Obsolete comments are a broken window. If you see them, it is your job to fix them.

So while obsolete comments ARE worse than no comments, that argument is an argument against bad coding practices, not comments in general.

3. You shouldn’t rely on comments

The argument that a programmer shouldn’t rely on comments is a subtle dig at another programmer’s skill. They’re saying “a good programmer can understand this code with no comments.”

There is a grain of a valid point there. If you consider yourself a senior programmer, then you should be accustomed to wading through large volumes of bad code and parsing out the real meaning and functionality.

But even for senior programmers, comments make it easier to read and understand the code. It’s much easier to interpret a one line summary of a block of code than to parse that block line by line. It’s much easier to store that one line in your head than it is to store the whole block in your head.

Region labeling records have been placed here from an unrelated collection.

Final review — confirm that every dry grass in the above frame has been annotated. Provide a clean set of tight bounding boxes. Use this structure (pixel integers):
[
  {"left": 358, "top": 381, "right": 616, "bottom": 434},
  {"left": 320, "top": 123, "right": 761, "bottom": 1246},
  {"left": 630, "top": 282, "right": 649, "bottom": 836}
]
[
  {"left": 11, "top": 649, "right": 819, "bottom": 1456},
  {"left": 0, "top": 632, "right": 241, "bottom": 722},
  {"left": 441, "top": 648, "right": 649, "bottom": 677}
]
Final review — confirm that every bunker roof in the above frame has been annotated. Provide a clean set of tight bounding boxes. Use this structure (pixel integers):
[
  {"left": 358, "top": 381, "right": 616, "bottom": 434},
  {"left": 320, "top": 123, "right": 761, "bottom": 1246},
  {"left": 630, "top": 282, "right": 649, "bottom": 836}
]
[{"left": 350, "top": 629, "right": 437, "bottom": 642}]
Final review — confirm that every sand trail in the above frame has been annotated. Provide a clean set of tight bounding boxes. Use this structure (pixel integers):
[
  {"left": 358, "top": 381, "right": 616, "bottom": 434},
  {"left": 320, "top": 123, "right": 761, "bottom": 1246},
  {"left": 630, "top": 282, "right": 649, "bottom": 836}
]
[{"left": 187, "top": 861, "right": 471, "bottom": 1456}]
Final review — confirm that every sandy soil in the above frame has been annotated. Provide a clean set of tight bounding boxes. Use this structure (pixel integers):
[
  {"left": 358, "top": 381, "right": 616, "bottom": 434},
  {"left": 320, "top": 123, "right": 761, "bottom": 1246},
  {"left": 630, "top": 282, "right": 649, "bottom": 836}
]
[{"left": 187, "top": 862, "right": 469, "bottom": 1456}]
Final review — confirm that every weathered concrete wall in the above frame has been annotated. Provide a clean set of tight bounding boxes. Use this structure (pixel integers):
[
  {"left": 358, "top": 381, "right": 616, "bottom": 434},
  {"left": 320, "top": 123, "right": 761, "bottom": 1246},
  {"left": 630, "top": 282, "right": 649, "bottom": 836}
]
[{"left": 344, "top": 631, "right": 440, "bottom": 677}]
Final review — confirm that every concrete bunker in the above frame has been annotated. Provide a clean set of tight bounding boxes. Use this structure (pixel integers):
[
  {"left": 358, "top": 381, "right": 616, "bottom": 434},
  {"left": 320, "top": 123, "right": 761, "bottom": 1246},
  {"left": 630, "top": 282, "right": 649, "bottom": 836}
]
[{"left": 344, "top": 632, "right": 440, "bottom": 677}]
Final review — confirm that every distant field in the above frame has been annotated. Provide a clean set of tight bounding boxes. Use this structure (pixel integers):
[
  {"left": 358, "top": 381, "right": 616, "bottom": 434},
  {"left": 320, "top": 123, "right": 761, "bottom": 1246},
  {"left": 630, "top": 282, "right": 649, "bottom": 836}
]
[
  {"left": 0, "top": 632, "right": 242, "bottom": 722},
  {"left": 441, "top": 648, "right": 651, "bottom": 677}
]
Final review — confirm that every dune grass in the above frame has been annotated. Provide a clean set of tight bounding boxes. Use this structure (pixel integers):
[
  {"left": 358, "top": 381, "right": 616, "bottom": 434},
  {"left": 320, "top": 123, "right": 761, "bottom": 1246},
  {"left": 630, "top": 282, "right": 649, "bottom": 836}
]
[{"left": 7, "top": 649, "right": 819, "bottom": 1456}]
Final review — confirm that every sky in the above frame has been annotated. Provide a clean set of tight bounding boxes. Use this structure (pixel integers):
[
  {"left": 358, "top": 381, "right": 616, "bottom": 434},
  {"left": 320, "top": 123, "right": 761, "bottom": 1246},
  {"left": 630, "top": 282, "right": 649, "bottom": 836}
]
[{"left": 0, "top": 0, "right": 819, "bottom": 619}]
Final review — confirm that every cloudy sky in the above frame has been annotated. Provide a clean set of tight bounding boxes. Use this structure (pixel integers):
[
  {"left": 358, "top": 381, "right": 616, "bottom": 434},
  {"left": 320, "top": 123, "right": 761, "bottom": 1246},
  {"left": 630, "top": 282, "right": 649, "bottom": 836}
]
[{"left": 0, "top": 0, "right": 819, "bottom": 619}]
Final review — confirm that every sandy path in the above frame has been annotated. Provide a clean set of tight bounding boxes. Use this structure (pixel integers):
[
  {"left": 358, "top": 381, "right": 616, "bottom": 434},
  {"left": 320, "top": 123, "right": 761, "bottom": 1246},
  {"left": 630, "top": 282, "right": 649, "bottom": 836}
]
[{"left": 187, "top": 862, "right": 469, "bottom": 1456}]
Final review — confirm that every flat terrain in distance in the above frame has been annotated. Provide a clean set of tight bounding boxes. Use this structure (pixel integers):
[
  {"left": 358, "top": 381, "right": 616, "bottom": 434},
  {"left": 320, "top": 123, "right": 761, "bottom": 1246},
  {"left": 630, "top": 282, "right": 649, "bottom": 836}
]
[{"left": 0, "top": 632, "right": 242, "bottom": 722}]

The real reason why this is the worst of excuses is that not all programmers working on your code are senior programmers. Some are green graduates straight out of college. Yes, a more experienced programmer could understand the code without comments, but it will cost that graduate hours to figure out what they could have gotten in minutes with good comments.

My Commenting Principle

Comment your code so that a green programmer can understand it.

Or…

Comment your code so that your boss can understand it.

What does it take to make your code readable by a green graduate? Imagine them going through it line by line. If there are no comments, then they need to understand every function call, and every library routine. They need to understand a bit about your architecture and date model.

Now imagine that every single line is commented.

In that scenario, a green programmer can read your file by reading one comment after the next. If they need more information, they can still drill into the code and get the details, but they can understand the overview just through comments.

The closer you can get to that, the better.

Don’t listen to the arguments against thorough commenting habits. Just point the detractors here.